Traffic is beginning to return to the downtown core as more Calgarians go back to in-person work, according to new data released by the city.
That data is part of the city’s quarterly mobility trends report, which is information the City of Calgary has been studying about how people use the transportation network during the COVID-19 pandemic.
According to the latest update presented to the city’s Community Development Committee on Wednesday, vehicle traffic on the 10 Street Bridge into the downtown core has reached 85 per cent of pre-pandemic traffic volumes.
Meanwhile, travel to workplaces has increased to 80 per cent of levels recorded prior to the pandemic.
“It’s just like pre-pandemic, it’s just back to normal,” said Nikki Mountford, who commutes daily for her job. “Lots of traffic, lots of people moving at all hours, and I think it’s starting earlier because people are trying to get off earlier to try to get back to their lives and their kids.”

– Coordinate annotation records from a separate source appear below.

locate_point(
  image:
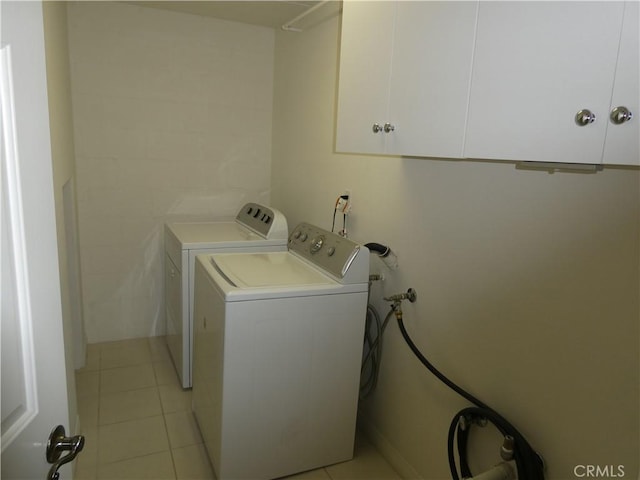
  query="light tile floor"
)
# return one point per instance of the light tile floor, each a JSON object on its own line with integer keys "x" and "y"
{"x": 138, "y": 424}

The city report also showed that parking transactions have increased in the core, which the city believes can be attributed to more activity in Calgary’s downtown.

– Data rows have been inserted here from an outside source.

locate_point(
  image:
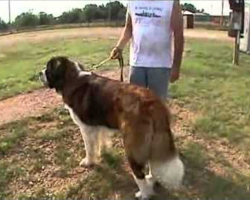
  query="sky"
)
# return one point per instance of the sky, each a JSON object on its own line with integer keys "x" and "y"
{"x": 57, "y": 7}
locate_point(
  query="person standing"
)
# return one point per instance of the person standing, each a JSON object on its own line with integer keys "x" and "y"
{"x": 153, "y": 27}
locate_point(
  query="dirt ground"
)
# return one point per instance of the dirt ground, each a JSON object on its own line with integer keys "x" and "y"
{"x": 38, "y": 101}
{"x": 59, "y": 34}
{"x": 33, "y": 103}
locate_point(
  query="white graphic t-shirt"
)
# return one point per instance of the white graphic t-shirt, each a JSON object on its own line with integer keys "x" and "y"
{"x": 152, "y": 33}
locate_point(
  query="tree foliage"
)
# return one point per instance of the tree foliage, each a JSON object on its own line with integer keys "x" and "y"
{"x": 90, "y": 13}
{"x": 3, "y": 25}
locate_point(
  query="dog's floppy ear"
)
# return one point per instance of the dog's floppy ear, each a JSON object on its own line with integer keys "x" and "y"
{"x": 56, "y": 74}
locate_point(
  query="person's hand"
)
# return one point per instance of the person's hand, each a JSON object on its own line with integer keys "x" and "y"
{"x": 175, "y": 74}
{"x": 116, "y": 53}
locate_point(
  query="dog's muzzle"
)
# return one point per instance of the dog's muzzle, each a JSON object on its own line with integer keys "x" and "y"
{"x": 43, "y": 78}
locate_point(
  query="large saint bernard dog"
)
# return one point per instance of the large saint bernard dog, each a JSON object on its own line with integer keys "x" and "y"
{"x": 144, "y": 121}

“It is encouraging to see that people are returning to some pre-pandemic behaviour,” Ward 11 Coun. Kourtney Penner said. “We see the trend in mobility, now we need to have conversations about how that is translating to support for our businesses, especially in the downtown core.”
Dean Brown, the CEO of the Bow Valley Athletic Club, said foot traffic has been picking up in the downtown facility.
“There’s no doubt that within the last two months, it’s much more vibrant down here,” Brown told Global News. “We’re getting many more people coming in for walk-ins and for tours.”
The club was closed through much of the pandemic for a major renovation, but Brown is optimistic about a return to normal business with increasing traffic through the core.
“We’ve got room for 1,000 members here,” Brown said. “Our goal is to fill the club by the fall.”
Calgary’s Chamber of Commerce said it would be reaching out to its members to determine what kind of impacts the increased traffic would have on business.
According to the Chamber’s CEO, Deborah Yedlin, some businesses are still facing staffing and supply chain challenges, but bottom lines could begin to look stronger at the end of the next fiscal quarter.
“All of those small businesses that were supporting office workers that haven’t had the office workers here, this is just a great opportunity for them to re-establish themselves,” Yedlin said.
The report also noted retail and recreation activity is within 10 per cent of levels recorded in February 2020, and trips to places like grocery stores are nearly back to pre-pandemic levels.
Calgary Transit relaunch strategy
Other commuters who take transit to get to work told Global News that the CTrain does see a lot of riders in the morning.
“There are lots of delays after work,” Mary Brown said.
According to the report, ridership on Calgary Transit has remained consistent since February, but travel to LRT stations “remains low.”
The report shows the transit network has 54 per cent of the average annual pre-COVID ridership and is operating at 78 per cent service compared to levels prior to the pandemic.
Sharon Fleming, director of Calgary Transit, told committee on Wednesday that a relaunch strategy is in the works.
“That plan will be formulated probably next week or the week after,” Fleming said. “We’re already beginning a whole series of engagement strategies that include community outreach and the relaunch of the MyFare application.”
Fleming said the work underway is possible thanks to an $82 million combined funding commitment from the provincial and federal governments to help cover revenue shortfalls caused by low ridership during the pandemic.
“A variety of strategies are going to be in place including some additional safety strategies to help bolster what we’ve already completed,” Fleming said.
According to Fleming, Calgary Transit is about to begin a “significant” hiring of operators, and working to get some buses back into service after they’ve sat idle during the pandemic.